La pause délibérée et le hochement de tête imperceptible de Tertius lui indiquèrent qu’il se trouvait en présence d’un homme important.

Matthias s’inclina.

— Domitus Natalis était dans l’arène hier quand Sethos Leontis est tombé. Ce matin, il lui a généreusement offert une chambre dans sa villa. Son propre médecin s’occupera de lui.

Matthias demeura bouche bée.

— En vérité, admit Domitus, c’est mon épouse qui m’a persuadé. Elle a un cœur d’or. Quelle femme sensible !

Même si Matthias n’avait aucun statut et ne prenait donc aucune décision, cette annonce le meurtrit.

— Mais… je ne sais pas s’il est raisonnable de le déplacer. Son pouls est si faible, il a perdu tellement de sang et la fièvre le consume. Le moindre mouvement rouvre sa plaie…
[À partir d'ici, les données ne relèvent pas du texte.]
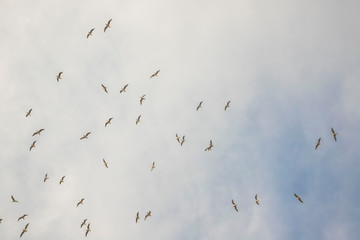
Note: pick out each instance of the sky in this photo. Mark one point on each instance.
(289, 68)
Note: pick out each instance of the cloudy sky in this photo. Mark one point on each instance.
(290, 69)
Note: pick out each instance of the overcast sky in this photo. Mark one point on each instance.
(290, 69)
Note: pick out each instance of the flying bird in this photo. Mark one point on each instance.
(24, 230)
(80, 202)
(138, 119)
(87, 230)
(142, 98)
(83, 223)
(256, 200)
(105, 89)
(124, 88)
(298, 197)
(147, 215)
(108, 122)
(85, 136)
(334, 133)
(105, 163)
(45, 178)
(58, 77)
(155, 74)
(13, 199)
(107, 25)
(235, 205)
(29, 112)
(90, 33)
(137, 217)
(318, 143)
(227, 105)
(38, 132)
(32, 145)
(62, 180)
(22, 217)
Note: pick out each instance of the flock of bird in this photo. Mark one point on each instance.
(85, 136)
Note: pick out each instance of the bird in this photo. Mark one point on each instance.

Domitus lui lança un regard hâtif et déclara :

— Il mourra s’il reste dans cette cellule putride. J’envoie une litière dans l’heure.

Le laniste donna une claque dans le dos de Matthias.

— Te voilà tiré d’affaire ! De toute façon, nous nous rendons en Aquitania après-demain. Tu imagines Sethos en train de faire le voyage ?

Le jeune Corinthien déglutit. Non, son ami ne serait pas en condition de voyager. À moins d’une intervention miraculeuse des dieux.

— Souhaitez-vous que je reste à ses côtés ? s’enquit-il sans une once d’espoir.

— Ne sois pas idiot. Tu dois suivre la familia. On s’occupera bien de Sethos. Il paraît que le médecin de Domitus soigne le procurateur en personne !

Dans un soupir, Matthias se prépara à faire ses adieux à son ami le plus cher.